Om Mani Padme Hum viene recitato per ottenere la liberazione, quindi la pace e la libertà dalle sofferenze, e si dice che sia così potente che anche un animale sentendolo otterrà una rinascita umana e quindi la possibilità di conoscere il dharma e raggiungere l'illuminazione. Il mantra non ha un significato letterale come frase compiuta, bensì hanno significato le sei sillabe che lo compongono.

Om è composta da tre lettere: A, U e M. Queste simbolizzano il corpo, la parola e la mente impuri del praticante all'inizio del suo sentiero verso la liberazione. Alla fine del sentiero, simbolizzano il corpo, la parola e la mente puri di un Buddha.
Quindi, al tempo stesso, Om indica la possibilità che vi sia una trasformazione dall'impurità alla purezza: il sentiero della liberazione.

Mani, due sillabe, significa "gioiello", simbolizza la bodhicitta, cioè l'intenzione altruista di raggiungere l'illuminazione per il beneficio di tutti gli esseri senzienti.

Padme, due sillabe, significa "loto", simbolizza la saggezza, la conoscenza. La comprensione dell'impermanenza, della vacuità, dell'interdipendenza, la conoscenza che recide ogni illusione e offuscamento. Mani Padme è anche l'epiteto di Avallokitesvara.

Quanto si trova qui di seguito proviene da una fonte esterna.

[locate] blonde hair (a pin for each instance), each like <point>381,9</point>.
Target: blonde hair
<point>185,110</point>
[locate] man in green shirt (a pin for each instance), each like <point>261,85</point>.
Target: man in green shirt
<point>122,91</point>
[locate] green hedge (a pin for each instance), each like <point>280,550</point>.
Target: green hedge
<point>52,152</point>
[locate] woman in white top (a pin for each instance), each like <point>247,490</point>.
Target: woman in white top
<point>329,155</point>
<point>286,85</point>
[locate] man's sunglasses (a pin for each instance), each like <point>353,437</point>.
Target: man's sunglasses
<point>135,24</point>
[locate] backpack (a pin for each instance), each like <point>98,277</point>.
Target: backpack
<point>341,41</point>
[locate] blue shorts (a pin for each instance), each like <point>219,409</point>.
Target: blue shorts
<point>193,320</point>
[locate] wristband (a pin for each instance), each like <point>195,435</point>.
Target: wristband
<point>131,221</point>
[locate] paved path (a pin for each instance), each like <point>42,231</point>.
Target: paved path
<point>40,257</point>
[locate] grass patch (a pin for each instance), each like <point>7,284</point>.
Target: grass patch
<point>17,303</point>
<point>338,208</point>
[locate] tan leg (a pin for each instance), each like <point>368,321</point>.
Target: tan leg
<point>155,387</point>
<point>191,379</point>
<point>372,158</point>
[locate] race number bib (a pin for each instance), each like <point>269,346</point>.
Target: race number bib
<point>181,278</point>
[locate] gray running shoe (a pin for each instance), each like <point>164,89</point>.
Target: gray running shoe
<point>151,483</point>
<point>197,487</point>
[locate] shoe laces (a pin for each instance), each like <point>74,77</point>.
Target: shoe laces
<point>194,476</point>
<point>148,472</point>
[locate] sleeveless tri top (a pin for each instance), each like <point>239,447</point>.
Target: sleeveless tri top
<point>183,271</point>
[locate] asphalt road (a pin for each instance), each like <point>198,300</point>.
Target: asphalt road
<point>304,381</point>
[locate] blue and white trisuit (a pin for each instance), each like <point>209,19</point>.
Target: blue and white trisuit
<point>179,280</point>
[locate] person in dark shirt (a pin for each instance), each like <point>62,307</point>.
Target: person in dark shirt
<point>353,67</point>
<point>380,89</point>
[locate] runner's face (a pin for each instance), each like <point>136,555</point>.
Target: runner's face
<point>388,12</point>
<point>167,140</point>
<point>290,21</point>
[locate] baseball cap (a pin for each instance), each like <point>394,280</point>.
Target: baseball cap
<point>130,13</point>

Hum chiude il mantra nella perfezione, come pure anche molti mantra, e significa " concedi" la mente onniscente e le realizzazioni, e simbolizza l'indivisibilità di metodo e conoscenza, di compassione e saggezza.

Le sei sillabe del mantra significano che con la pratica di un sentiero che sia l'unione di metodo e saggezza è possibile trasformare corpo, parola e mente impuri nel corpo, nella parola e nella mente puri di un Buddha. La Buddhità, la natura del Buddha, è all'interno di ciascuno di noi così come è all'interno del mantra Om Mani Padme Hum.

La frase intera ha anche il significato di : " O gioiello sul fior di loto, concedimi tutte le realizzazioni" oppure " Concedimi l'ispirazione per ottenere l'unione di metodo e saggezza".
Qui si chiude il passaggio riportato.